Francisco Luis Beltrán González
Profesor de Primaria
CEIP Francisca Romero
Sevilla
1969
No sucede todos los años, no hay un orden ni aviso que nos permita prepararnos. Tampoco es que, llegado el caso, supiéramos cómo hacerlo.
Sucede en Semana Santa. Casi siempre cuando el sol se está ocultando tras las espigas de la catedral y los colores de las fachadas regionalistas se evaporan en un naranja oscuro. Cuando los nazarenos arrastran sus túnicas por el aire de Sevilla enroscados en incienso y azahar. Cuando sus capirotes proyectan cipreses infinitos en las piedras gastadas de las calles. Sucede en Sevilla y sucede en Semana Santa.
Puedes estar viendo la Hiniesta, San Esteban, las Cigarreras. No importa, porque ya no. Las túnicas blancas, azules y moradas dejan paso a filas de nazarenos negros. Negro el antifaz, negra la capa, negra la túnica. Dos hileras de nazarenos negros caminan en silencio entre las calles blancas. No tienen escudo bordado, nadie sabe el nombre de la hermandad, pero todos la reconocen al instante, incluso aquellos que no han oído hablar de ella sino en sueños. Nadie sabe a dónde van, o de dónde vienen. Solo que están ahí.

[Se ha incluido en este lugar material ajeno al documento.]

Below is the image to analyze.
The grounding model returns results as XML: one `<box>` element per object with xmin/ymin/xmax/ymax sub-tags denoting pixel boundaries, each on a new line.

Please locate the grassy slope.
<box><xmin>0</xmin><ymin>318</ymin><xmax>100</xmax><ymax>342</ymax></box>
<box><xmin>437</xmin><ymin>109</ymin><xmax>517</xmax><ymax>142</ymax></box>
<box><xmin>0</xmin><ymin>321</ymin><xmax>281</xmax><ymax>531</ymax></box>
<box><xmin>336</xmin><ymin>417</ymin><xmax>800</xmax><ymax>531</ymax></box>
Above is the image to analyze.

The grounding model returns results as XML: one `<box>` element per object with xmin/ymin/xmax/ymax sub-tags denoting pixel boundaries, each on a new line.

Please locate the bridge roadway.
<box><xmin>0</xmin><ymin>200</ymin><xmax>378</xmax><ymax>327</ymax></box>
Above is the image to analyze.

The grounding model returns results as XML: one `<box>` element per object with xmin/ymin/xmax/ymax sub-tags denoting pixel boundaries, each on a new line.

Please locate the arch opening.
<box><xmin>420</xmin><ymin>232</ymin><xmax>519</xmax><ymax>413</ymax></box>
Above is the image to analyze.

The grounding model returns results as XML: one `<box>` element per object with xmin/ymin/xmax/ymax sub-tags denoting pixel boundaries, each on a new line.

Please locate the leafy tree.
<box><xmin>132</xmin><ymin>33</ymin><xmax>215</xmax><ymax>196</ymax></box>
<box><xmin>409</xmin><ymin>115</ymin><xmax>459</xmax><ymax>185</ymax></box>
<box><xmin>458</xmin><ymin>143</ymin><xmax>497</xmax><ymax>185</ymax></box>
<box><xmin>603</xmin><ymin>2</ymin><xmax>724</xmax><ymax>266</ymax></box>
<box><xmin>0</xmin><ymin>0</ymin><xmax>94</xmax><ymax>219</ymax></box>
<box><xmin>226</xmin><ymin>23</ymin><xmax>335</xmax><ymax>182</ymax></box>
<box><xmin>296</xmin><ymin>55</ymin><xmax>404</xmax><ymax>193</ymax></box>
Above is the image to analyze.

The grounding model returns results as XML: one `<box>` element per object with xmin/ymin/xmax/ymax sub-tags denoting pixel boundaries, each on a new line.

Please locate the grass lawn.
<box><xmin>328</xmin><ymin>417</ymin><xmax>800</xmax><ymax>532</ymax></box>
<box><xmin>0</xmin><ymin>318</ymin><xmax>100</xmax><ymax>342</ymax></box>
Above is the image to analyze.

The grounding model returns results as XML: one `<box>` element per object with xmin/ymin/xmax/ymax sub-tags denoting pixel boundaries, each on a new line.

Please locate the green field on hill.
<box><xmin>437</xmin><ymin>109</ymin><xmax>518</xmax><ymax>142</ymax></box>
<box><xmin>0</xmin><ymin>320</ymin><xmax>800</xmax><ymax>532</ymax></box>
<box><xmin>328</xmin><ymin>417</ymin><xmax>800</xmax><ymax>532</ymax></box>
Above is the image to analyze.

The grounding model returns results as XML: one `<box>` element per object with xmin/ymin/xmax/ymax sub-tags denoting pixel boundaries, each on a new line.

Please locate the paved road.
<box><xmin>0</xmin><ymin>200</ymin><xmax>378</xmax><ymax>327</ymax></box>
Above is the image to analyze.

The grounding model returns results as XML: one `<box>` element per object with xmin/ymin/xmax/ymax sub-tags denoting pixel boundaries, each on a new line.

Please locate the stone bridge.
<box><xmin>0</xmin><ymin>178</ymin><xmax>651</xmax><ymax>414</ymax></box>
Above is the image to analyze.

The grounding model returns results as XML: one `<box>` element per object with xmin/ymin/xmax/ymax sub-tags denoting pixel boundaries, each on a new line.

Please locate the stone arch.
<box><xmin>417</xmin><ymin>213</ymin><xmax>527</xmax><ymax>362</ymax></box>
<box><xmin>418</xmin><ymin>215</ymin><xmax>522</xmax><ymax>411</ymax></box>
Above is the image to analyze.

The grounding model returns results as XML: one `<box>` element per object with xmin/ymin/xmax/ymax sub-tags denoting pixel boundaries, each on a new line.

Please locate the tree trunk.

Las calles, atestadas de gente enmudecen. Únicamente el roce de las túnicas y la caricia de las alpargatas (pues es caricia que no pisada) con el suelo. La llama de cada uno de los cirios brilla casi sin luz, una débil llama sobre el pábilo negro. Algunos miran fijamente esa luz retorciéndose dócilmente, otros ven un fuego brillante y alto. Nadie dice qué ve dentro de la llama.
A veces, muy pocas veces, algún niño se acerca a un nazareno y levanta una bola de cera más grande que su mano. Si los padres están cerca lo apartan y le aprietan el brazo. ¿Por qué? Porque no, contestan sin mucha seguridad. Alguna vez el niño se ha escurrido del brazo de su padre, alguna vez ha tocado con sus dedos la tela suave, alguna vez han levantado la mano, la cabeza y toda la primavera de sus ojos, alguna vez han dicho ¿me echas cera, por favor? Y alguna vez el nazareno ha bajado la cabeza, el capirote se ha balanceado igual que un ciprés una tarde de viento, y ha mirado directamente al niño. Con los ojos de cristal ahumado escondidos detrás del antifaz, no tan diferentes a los de aquel niño. El niño baja la bola de cera, vuelve junto a su madre, la agarra de la mano y crece.
El viento arrastra un murmullo que se escurre entre la gente. Los nazarenos caminan silenciosos y tras de ellos aparece un paso apartando el aire con la crestería de madera. Como un elefante de cien piernas blancas paseando solo. Sobre él un Cristo carga su cruz. Su Santa Cruz sobre el hombro izquierdo. Derrumbado al suelo sujeta la cruz con la mano izquierda, con la derecha se apoya en un suelo de tierra, no de lirios, no de claveles, no de rosas; de tierra. Extenuado, intentando levantarse. Los músculos palpitan, el sudor le resbala por la frente amplia uniéndose a la Sangre que escapa por las heridas de la corona de espinas. Las manos le tiemblan sobre el madero, casi le clava las uñas para aferrarse mejor. A su alrededor la gente baja la cabeza, mira al suelo, se callan y se hunden.
La noche revienta en el cielo, la luna alarga las sombras tenues, las nubes desvelan estrellas lejanas y en una calle parece despertar de un pequeño sueño, se escuchan pasos, conversaciones poco a poco más triviales, casi a la defensiva y la calle se queda vacía. Se convierte de nuevo en una calle; la gente la atraviesa con más o menos prisa, entra y sale de sus casas, habla y ríe y caminan dándole patadas distraídas a una bola de cera que a cada vuelta se desmorona más.